Handling png images as fonts

Started by
4 comments, last by RJSkywalker 7 years, 7 months ago

Hello everyone,

So I have this issue of rendering characters that are not fonts but rather png images which the artist gives me. They want to apply certain effects, drop shadows and custom hand drawn curvatures at times. Our custom font exporter does not support this kind of functionality.

Has anyone faced this kind of a situation? Do I need to create a custom font object?

The artist does not give us any kind of description, just a png strip that contains the relevant characters. What I was thinking was to either use this strip or to break the strip per character which I am guessing is not a good idea, in addition to asking the artist of a description file.

Advertisement

To give a more qualified answer we first need to know what you are trying to do, what language, what SDK and so on (I couldnt find any tags in the post). Normaly you would render fonts by using textured quads from triangle strips (or at least triangles) where each triangle quad is mapped to certain area of your texture showing exact one character.
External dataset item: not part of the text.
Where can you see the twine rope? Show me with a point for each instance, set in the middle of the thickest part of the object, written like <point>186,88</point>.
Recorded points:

You will at least need a glyph description if your characters arent all the same size to know the texture space address to map onto the quad.
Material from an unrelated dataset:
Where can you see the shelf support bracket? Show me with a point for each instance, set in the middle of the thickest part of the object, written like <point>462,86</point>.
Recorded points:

This is not uncommon, and as above, the way to handle it is to have a quad covering each of the characters. Usually the same tool that creates the texture will create the quad coordinates. If your custom font exporter doesn't support this, maybe change it so that it does?

That is what I was thinking.

@Shaarigan: We use C++ in our proprietary engine and the graphics engine uses openGL for rendering. We actually get an image made in Photoshop containing the characters which is not exactly a font per se nor based on an existing font.
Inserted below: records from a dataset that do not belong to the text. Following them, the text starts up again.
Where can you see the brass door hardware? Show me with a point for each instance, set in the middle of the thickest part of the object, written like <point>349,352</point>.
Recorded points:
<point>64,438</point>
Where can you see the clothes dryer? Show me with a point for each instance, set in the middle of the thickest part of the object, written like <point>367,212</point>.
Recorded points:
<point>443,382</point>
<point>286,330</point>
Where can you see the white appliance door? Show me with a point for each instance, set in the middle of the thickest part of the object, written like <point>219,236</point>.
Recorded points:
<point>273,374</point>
@Kylotan: Our custom font exporter actually only supports system fonts. Detecting an image as a font by the exporter would sound strange?

This is what we usually get:

[sharedmedia=gallery:albums:1105]
A simple image (like a sprite sheet perhaps?) Would it be similar to a Bitmap font?

A font exporter might commonly do the following:

  • read a system font (.TTF, .OTF)
  • apply certain effects (drop shadows, bevels, gradients)
  • render it out to a bitmap (to be used as a texture in a 3D engine)
  • produce triangle/quad vertices on the texture for rendering the glyphs

It sounds like your exporter doesn't handle the 2nd step, so your artists have bypassed step 1 so that they can do step 2 manually, leaving you with the results of step 3. I suggest you ask them to provide step 4 - or adjust the font exporter to handle their requirements.

I think you are spot on! I will discuss this with them and will probably adjust the font exporter. Thanks a lot!

This topic is closed to new replies.